Currently, biodiesel is produced by transesterification of vegetable oils or animals fats using
basic homogeneous catalyzed batch processes. However, the use of heterogeneous catalysts is
advantageous as it allows to decrease operation costs due to the reduction of the catalysts
consumption and to simpler purification operations. Many heterogeneous solid basic catalysts,
such as alkaline earth metal oxides and hydroxides compounds supported on alumina, zeolites,
hydrotalcites and ion exchange resins have been used for the transesterification of vegetable
oils. From these, calcium oxide is among the best basic catalysts for the methanolysis of
vegetable oils [2,3] or waste frying oils [4].
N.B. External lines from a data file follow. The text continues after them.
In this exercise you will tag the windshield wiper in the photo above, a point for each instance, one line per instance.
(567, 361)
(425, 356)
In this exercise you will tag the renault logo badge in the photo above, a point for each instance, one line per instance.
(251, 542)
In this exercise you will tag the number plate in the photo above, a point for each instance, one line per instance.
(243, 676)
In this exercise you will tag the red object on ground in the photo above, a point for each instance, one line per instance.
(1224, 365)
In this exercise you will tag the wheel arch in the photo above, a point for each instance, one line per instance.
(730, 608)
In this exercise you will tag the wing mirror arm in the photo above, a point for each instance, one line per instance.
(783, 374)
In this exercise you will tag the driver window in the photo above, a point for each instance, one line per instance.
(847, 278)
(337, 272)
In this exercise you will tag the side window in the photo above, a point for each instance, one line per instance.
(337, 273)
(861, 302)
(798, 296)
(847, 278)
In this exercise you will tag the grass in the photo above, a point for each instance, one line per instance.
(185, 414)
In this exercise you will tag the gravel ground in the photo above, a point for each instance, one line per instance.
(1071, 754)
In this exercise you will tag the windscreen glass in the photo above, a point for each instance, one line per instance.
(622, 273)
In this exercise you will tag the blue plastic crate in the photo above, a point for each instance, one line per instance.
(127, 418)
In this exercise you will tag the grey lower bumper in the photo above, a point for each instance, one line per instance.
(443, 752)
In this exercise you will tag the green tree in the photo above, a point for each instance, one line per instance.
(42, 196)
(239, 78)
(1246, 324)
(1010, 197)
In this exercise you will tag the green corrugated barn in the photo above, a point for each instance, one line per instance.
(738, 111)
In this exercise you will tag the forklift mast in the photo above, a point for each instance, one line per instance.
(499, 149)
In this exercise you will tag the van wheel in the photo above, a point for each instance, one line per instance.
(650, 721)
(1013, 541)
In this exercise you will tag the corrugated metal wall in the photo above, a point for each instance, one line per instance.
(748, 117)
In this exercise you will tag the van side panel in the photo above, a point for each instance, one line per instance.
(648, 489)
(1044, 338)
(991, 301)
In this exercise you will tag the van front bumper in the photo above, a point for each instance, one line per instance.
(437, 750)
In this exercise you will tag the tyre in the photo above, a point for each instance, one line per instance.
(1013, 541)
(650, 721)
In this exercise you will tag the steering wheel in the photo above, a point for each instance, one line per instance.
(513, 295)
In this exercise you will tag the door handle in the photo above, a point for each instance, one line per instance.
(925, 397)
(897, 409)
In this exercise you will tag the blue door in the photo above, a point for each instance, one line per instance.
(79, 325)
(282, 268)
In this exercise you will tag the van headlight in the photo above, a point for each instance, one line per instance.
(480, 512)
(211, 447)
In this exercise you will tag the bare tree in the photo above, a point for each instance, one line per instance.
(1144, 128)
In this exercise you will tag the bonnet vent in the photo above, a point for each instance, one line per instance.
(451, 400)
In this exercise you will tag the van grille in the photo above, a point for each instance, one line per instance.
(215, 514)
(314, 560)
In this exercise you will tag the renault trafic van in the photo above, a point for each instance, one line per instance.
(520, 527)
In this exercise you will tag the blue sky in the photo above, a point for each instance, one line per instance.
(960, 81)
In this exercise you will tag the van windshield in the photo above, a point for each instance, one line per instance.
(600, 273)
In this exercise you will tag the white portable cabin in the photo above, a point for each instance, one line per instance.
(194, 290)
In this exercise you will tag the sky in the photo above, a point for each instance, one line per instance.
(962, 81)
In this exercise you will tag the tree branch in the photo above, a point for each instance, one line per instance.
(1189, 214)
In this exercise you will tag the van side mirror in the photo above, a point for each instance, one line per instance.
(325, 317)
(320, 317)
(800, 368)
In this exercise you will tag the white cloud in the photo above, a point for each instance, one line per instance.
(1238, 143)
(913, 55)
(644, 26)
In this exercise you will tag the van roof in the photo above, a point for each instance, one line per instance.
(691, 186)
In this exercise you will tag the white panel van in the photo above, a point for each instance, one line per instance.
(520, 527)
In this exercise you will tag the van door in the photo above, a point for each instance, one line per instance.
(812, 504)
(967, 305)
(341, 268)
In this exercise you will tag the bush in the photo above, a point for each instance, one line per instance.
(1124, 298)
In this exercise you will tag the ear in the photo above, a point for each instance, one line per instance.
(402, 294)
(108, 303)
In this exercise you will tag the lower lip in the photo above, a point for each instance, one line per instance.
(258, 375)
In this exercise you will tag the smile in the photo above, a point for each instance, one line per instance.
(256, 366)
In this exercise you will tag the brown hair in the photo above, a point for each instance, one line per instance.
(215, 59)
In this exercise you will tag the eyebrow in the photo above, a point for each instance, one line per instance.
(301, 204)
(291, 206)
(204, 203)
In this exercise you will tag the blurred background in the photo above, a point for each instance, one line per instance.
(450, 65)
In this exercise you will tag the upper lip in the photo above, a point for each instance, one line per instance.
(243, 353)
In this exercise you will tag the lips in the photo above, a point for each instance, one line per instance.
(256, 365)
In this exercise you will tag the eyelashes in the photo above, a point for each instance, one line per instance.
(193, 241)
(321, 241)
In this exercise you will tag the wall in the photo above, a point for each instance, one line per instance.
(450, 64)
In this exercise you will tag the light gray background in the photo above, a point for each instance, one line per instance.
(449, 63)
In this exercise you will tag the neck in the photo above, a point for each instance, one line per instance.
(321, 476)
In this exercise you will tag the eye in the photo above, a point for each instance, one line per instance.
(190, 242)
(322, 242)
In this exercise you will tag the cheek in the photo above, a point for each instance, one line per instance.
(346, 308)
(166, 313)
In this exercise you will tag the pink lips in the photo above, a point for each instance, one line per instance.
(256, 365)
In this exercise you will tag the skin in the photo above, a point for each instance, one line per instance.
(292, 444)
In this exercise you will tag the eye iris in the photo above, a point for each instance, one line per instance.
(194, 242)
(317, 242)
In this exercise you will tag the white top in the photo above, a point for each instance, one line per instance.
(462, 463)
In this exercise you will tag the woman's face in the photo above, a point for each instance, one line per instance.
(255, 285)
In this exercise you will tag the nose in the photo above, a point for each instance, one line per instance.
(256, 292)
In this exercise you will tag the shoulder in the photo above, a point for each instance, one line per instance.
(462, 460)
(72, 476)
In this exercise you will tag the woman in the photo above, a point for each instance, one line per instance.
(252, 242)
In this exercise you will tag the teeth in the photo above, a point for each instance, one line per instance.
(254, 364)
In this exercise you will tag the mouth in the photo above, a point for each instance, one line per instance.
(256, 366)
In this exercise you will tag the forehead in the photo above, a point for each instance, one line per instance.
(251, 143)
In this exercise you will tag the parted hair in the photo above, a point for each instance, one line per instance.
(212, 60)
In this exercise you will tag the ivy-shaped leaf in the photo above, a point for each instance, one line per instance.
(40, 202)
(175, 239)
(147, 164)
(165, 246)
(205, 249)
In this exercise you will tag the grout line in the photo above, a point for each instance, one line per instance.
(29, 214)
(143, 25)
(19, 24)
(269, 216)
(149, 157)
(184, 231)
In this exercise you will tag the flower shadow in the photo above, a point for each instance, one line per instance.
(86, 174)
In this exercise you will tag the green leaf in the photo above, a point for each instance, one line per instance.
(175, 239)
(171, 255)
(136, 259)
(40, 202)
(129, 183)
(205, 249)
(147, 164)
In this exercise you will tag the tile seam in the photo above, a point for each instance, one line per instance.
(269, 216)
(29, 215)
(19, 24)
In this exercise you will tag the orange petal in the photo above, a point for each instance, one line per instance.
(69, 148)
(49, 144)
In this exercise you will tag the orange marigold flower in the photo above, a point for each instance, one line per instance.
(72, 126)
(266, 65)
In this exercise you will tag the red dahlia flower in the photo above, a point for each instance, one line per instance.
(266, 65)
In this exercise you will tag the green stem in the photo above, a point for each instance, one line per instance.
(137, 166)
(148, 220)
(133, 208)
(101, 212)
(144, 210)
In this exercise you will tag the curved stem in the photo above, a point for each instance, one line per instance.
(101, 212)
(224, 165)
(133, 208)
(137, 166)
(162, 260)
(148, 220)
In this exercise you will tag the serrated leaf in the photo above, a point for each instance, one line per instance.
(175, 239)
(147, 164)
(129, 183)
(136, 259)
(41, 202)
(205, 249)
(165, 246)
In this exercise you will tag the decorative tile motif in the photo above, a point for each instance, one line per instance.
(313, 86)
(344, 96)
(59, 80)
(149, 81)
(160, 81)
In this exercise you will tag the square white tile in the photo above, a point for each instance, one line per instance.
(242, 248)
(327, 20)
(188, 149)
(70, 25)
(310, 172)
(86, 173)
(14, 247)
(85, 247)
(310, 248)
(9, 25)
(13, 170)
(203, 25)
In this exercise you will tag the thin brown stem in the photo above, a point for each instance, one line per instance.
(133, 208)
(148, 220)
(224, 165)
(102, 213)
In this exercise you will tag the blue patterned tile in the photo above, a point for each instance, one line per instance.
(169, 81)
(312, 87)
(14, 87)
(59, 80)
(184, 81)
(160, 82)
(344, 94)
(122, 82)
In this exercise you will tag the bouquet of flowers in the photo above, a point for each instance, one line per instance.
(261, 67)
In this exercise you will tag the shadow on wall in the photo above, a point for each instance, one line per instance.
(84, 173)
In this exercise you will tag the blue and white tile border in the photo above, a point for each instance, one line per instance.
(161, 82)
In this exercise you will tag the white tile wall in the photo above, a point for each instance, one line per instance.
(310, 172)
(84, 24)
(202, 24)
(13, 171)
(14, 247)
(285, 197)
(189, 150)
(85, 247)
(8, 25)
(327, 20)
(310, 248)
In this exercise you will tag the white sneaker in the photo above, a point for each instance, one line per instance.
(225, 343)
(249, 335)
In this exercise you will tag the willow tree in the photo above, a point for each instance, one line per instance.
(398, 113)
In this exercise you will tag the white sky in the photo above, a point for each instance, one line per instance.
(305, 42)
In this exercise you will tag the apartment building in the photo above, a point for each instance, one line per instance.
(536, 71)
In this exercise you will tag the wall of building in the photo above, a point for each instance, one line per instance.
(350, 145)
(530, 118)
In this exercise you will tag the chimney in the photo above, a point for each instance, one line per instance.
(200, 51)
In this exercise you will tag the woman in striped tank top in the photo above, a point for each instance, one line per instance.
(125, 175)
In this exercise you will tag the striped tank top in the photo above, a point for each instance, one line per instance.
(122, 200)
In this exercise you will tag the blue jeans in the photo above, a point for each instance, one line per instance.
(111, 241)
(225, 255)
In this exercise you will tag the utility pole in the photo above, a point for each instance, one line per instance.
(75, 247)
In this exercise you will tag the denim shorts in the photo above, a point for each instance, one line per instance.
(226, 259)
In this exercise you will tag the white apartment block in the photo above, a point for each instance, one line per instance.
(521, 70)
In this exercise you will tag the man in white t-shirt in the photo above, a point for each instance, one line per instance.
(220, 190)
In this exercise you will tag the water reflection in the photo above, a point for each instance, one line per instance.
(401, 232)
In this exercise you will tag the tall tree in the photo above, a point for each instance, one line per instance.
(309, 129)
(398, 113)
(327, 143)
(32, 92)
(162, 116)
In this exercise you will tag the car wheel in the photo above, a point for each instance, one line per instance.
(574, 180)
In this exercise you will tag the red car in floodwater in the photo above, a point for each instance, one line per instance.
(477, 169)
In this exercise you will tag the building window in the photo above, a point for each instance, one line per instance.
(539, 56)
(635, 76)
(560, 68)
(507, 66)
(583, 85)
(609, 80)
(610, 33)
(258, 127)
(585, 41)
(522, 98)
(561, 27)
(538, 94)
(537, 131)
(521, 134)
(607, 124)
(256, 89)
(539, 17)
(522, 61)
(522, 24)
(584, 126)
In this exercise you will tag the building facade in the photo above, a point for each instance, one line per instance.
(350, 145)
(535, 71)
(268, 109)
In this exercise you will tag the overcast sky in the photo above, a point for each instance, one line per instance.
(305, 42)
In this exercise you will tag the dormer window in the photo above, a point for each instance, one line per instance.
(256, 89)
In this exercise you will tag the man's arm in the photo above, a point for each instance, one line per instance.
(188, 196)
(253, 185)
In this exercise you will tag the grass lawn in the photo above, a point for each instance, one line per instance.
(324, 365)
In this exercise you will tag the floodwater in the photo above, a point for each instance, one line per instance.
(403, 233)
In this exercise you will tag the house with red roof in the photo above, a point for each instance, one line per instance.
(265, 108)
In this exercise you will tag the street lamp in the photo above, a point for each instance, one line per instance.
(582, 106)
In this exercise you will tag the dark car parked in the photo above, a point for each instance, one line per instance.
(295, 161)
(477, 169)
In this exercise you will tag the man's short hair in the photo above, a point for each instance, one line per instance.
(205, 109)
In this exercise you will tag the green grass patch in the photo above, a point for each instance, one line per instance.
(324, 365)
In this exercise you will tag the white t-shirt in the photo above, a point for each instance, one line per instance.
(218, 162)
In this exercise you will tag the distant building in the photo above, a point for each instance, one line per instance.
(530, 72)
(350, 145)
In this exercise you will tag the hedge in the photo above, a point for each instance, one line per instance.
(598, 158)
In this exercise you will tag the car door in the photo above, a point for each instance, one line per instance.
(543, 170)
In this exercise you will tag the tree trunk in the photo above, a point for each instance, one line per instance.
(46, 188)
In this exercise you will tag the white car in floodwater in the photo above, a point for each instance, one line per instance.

According to Kouzu et al. [5], the transesterification reaction over CaO occurs through a
nucleophilic mechanism which involves, firstly, the activation of methanol by a basic site on
the catalyst surface. Therefore, the reaction may be accelerated by the enhancement of the
basic strength of the active sites using, for example, the doping with an alkaline metal salt, like
lithium nitrate. Actually, the replacement of Ca2+ by M+ in the crystal framework generates a O‐
basic site [6,7]. Hence, the wet impregnation of CaO catalysts with lithium nitrate was studied
by several authors. Watkins et al. [8] founded, for a CaO catalyst containing 1.23% (w/w) of
lithium, improved catalyst behavior ascribable to the formation of electron defect Li+ species.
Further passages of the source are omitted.